Tyler Kiser
3-14-13
Word Choice and Context
Mrs. Reagles 5th Hour
Dreams
Dreams, dreams, dreams. “Dreams”
by Langston Hughes is a glum poem. It describes in vibrant words why you always
need to have dreams even if you doubt they will come true. In the text it also
describes why the world needs dreams because if we didn’t everything would be
boring or “…if dreams die/ Life is a broken-winged bird.” If “Dreams” wouldn’t
have contained the juicy figurative language it would be dull and boring, just
like the world without dreams.
Throughout “Dreams” there is
one type of figurative language that sets the tone for this part of the poem
and it is a metaphor. The first metaphor states “Hold fast to dreams/ for if
dreams die/ life is a broken-winged bird/ that cannot fly.” This compares dead
dreams to life as a broken-winged bird. It tells us that when dreams die off
life compares to a broken-winged bird that can’t fly. Which means that when
dreams die off life doesn’t move forward with new ideas, but stops advancing
and progressing.
The second metaphor of “Dreams”
is “Hold fast to dreams/ for when dreams go/ life is a barren field/ frozen with snow.” This time the
second metaphor in “Dreams” compares life without dreams to a barren field with
frozen snow instead of a broken-winged bird. The meaning of this metaphor is
that when dreams stop life freezes up and doesn’t progress with new ideas, but
instead the happiness in the world dies away.
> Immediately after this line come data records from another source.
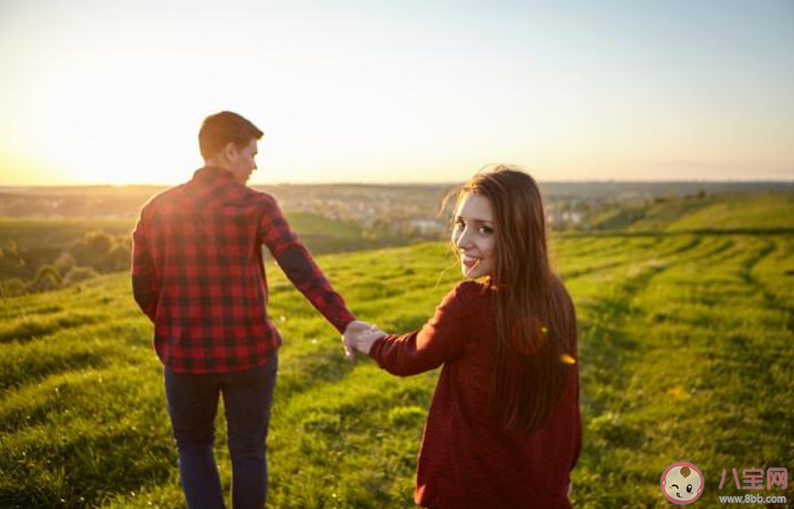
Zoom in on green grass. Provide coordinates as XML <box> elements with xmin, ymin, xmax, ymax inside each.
<box><xmin>0</xmin><ymin>201</ymin><xmax>794</xmax><ymax>509</ymax></box>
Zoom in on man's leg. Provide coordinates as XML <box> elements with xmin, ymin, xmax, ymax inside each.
<box><xmin>164</xmin><ymin>368</ymin><xmax>225</xmax><ymax>509</ymax></box>
<box><xmin>223</xmin><ymin>353</ymin><xmax>278</xmax><ymax>509</ymax></box>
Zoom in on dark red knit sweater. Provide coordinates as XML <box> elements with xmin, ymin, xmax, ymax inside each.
<box><xmin>370</xmin><ymin>281</ymin><xmax>582</xmax><ymax>509</ymax></box>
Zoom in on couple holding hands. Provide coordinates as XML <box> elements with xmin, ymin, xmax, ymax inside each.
<box><xmin>132</xmin><ymin>112</ymin><xmax>581</xmax><ymax>509</ymax></box>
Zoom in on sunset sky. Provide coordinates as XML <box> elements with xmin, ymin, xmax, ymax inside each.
<box><xmin>0</xmin><ymin>0</ymin><xmax>794</xmax><ymax>186</ymax></box>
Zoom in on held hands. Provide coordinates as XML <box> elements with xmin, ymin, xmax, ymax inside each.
<box><xmin>342</xmin><ymin>320</ymin><xmax>386</xmax><ymax>362</ymax></box>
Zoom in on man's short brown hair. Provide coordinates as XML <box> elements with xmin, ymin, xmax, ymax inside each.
<box><xmin>199</xmin><ymin>111</ymin><xmax>265</xmax><ymax>159</ymax></box>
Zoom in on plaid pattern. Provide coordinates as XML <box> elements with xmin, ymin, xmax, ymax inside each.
<box><xmin>132</xmin><ymin>167</ymin><xmax>354</xmax><ymax>373</ymax></box>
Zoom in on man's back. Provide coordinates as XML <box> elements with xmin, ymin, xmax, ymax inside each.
<box><xmin>133</xmin><ymin>167</ymin><xmax>349</xmax><ymax>373</ymax></box>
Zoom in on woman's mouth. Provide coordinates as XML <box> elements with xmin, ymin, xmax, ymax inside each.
<box><xmin>460</xmin><ymin>255</ymin><xmax>480</xmax><ymax>269</ymax></box>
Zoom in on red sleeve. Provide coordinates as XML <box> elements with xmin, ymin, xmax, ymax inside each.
<box><xmin>259</xmin><ymin>196</ymin><xmax>355</xmax><ymax>332</ymax></box>
<box><xmin>132</xmin><ymin>209</ymin><xmax>159</xmax><ymax>322</ymax></box>
<box><xmin>369</xmin><ymin>283</ymin><xmax>466</xmax><ymax>376</ymax></box>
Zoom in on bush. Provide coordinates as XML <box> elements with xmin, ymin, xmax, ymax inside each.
<box><xmin>85</xmin><ymin>231</ymin><xmax>113</xmax><ymax>254</ymax></box>
<box><xmin>0</xmin><ymin>277</ymin><xmax>26</xmax><ymax>298</ymax></box>
<box><xmin>107</xmin><ymin>244</ymin><xmax>130</xmax><ymax>270</ymax></box>
<box><xmin>55</xmin><ymin>252</ymin><xmax>77</xmax><ymax>274</ymax></box>
<box><xmin>63</xmin><ymin>266</ymin><xmax>99</xmax><ymax>286</ymax></box>
<box><xmin>28</xmin><ymin>265</ymin><xmax>61</xmax><ymax>292</ymax></box>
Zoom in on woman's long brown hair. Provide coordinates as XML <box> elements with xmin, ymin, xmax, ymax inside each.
<box><xmin>456</xmin><ymin>166</ymin><xmax>576</xmax><ymax>433</ymax></box>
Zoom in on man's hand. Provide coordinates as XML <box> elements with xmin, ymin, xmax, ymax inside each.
<box><xmin>342</xmin><ymin>320</ymin><xmax>386</xmax><ymax>362</ymax></box>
The tone in “Dreams” makes me
feel sad and glum because of the way he uses his two metaphors in the poem. It
adds a sad tone because of how he compares life without dreams to a
broken-winged bird or a barren field frozen with snow. I think he compared life
without dreams to those two things because he wants people to know how sad and dreadful
life without dreams would be.
I believe that Langston
Hughes wrote this poem to emphasize his point of not giving up on dreams and to
not stop dreaming. He wants this because
he didn’t have an easy life when his parents separated and he had to live with
his mom’s mother. It got even worse when his grandma died and he had to move to
live with family, live with friends, and even live with James and Mary Reed. In
the end when times were tough he would read his books and dreamed that “…when people
suffered, they suffered in beautiful language, not in monosyllables, as we did
in Kansas".[IA1]
Overall Langston Hughes wants
us to dream and come up with new ideas because he knows when people do that the
world becomes flourished with happiness, not broken-winged birds. Also he uses
figurative language to make the poem sink in even more than without metaphors
and ripe words. In the end when Langston Hughes wrote “Dreams” if he wouldn’t
have used juicy word choice, and figurative language, this poem would be dull
and boring just like the world would be without dreams.
[IA1]His
life inspired him to write this poem, to keep people dreaming when times were
tough, and to not give up on dreams like he didn’t.